Empat tahun lalu, setelah Liverpool menghabiskan musim pertama bersama Jurgen Klopp, Sir Alex Ferguson melihat ada sesuatu yang 'tidak beres'. Padahal saat itu Liverpool hanya bertengger di urutan delapan klasemen akhir Premier League, tiga tangga di bawah Manchester United.
Sebagai orang yang pernah memenangi 13 gelar Premier League, lima Piala FA, empat Piala Liga, serta dua trofi Liga Champions selama 26 tahun di Old Trafford, ketajaman intuisi seorang Fergie tak perlu diragukan lagi.
"Dia telah bekerja dengan sangat baik dan mengembalikan antusiasme Liverpool.
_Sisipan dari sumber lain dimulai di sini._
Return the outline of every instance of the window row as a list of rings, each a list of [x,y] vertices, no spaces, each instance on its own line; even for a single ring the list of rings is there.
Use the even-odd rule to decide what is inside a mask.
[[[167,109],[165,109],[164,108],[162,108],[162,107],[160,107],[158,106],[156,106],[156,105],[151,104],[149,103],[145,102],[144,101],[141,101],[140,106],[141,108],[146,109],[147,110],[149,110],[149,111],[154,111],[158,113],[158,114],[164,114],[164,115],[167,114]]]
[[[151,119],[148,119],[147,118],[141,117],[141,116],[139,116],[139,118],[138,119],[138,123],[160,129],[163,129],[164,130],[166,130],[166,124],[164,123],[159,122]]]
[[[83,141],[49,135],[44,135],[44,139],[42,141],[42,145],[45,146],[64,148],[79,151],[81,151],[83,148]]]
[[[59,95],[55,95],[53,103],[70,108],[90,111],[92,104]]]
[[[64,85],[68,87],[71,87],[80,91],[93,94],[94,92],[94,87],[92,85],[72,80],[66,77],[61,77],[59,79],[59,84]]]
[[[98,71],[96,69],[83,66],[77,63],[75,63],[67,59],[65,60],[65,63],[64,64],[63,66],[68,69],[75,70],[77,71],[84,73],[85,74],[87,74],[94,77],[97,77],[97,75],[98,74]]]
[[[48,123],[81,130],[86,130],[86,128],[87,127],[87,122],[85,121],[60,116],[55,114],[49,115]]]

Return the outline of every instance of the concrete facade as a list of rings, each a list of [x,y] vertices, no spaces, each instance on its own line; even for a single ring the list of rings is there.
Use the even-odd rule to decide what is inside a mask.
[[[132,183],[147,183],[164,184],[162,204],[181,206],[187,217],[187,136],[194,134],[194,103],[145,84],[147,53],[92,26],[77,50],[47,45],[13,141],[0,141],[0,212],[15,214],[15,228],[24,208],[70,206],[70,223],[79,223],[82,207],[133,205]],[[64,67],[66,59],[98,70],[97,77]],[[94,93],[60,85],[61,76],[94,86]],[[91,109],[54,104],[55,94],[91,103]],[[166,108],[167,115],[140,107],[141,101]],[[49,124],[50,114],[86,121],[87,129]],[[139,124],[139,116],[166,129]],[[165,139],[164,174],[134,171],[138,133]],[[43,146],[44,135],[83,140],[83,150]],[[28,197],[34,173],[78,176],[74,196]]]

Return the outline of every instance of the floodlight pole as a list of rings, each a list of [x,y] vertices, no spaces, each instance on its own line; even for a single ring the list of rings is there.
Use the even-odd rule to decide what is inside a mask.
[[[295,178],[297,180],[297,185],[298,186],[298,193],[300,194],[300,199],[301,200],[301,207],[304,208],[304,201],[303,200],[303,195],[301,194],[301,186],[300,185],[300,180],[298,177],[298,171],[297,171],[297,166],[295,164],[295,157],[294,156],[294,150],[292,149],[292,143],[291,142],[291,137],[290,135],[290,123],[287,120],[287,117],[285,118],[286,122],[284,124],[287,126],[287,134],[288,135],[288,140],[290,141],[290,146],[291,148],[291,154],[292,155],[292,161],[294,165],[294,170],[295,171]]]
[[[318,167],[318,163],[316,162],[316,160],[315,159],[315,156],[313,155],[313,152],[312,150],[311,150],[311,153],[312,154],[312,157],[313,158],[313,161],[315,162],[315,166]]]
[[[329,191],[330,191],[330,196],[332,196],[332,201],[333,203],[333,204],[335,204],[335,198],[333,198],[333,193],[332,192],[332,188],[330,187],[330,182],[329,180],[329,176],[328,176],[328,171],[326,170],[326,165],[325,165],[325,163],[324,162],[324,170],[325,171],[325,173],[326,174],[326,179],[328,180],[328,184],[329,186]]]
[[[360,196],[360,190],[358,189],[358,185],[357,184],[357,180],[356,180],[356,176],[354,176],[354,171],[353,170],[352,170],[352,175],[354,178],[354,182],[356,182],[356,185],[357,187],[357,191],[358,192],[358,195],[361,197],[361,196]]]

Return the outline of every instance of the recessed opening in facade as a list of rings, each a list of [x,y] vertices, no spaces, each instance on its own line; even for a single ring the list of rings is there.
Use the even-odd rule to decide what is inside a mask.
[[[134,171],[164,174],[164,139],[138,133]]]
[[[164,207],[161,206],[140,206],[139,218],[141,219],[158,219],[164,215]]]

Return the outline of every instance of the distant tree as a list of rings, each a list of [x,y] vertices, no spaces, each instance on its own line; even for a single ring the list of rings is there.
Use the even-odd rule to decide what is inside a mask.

Kepribadian Klopp sangat kuat, itu berperan vital di sebuah klub besar."
"Saya mengkhawatirkannya [Klopp], karena satu hal yang tidak diinginkan United adalah Liverpool berada di atas kami," ucap Fergie kala itu.
ADVERTISEMENT
SCROLL TO CONTINUE WITH CONTENT
![]() |
Dari kaca mata Sir Alex, Liverpool hanya gonta-ganti manajer tanpa membangun identitas selama dua dekade sebelum Klopp tiba.
Nyatanya sejak era Premier League, Liverpool hanya nyaris menjadi kampiun alias runner-up sebanyak empat kali, yaitu musim 2001-02 (era Gerard Houllier), 2008-09 (Rafael Benitez), 2013-14 (Brendan Rodgers), dan 2018-19 (Klopp).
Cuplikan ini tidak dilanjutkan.